Woher ich das weiß: eigene Erfahrung

Immer weiter dran bleiben. Heilung ist nie linear stetig nach oben, es gibt immer mal wieder Auf und Abs. Das ist ganz normal. Nutze die Tiefschläge um aus ihnen zu lernen und das nächste Mal besser darauf vorbereitet zu sein.

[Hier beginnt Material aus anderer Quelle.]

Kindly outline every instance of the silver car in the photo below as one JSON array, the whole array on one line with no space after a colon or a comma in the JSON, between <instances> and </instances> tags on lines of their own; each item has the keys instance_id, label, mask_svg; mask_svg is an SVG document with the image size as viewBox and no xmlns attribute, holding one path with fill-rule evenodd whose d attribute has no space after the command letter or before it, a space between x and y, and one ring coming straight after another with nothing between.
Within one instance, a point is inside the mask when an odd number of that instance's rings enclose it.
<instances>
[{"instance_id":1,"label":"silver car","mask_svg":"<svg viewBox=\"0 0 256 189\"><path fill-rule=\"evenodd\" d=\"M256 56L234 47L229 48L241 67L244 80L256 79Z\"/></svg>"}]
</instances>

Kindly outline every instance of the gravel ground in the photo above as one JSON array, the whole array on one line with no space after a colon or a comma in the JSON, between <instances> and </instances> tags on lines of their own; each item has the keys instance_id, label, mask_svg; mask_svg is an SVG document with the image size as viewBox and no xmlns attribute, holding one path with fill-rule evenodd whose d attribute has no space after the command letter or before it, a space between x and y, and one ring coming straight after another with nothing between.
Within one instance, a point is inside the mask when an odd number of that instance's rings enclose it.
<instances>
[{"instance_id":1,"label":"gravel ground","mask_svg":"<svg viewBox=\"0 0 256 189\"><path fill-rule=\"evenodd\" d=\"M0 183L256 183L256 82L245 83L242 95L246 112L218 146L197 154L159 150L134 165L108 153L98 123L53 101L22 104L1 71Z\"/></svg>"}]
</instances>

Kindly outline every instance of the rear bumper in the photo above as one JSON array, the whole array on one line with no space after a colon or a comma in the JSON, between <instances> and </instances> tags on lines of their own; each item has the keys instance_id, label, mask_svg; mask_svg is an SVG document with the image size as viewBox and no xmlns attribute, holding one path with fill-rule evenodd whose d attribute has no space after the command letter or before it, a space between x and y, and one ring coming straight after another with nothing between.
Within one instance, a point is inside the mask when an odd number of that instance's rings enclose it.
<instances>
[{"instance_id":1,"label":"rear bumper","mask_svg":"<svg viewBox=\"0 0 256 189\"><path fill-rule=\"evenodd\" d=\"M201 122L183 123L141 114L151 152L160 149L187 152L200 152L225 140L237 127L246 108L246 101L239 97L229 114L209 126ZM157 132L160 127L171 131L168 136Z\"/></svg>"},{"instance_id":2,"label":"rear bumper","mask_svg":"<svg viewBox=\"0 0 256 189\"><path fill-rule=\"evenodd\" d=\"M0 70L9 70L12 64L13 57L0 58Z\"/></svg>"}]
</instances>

Meiner Erfahrung nach ist das beste es "einfach" rauszulassen. Das Problem direkt ansprechen, das Trauma. Du kämpfst ja dagegen an also bist du eine Kämpferin in einer Schlacht, da nützt es nichts mit dem Schwert im Boden rumzustochern - nein du musst die Klinge in den Feind rammen. Nicht zu lange drumherumlabern sondern immer direkt drauf. Aber es ist hart ich weiß

Woher ich das weiß: eigene Erfahrung

Hey, dass du in Behandlung bist und es eigentlich ganz gut läuft, ist doch sehr positiv. Und auch, dass du nicht mehr suizidal bist.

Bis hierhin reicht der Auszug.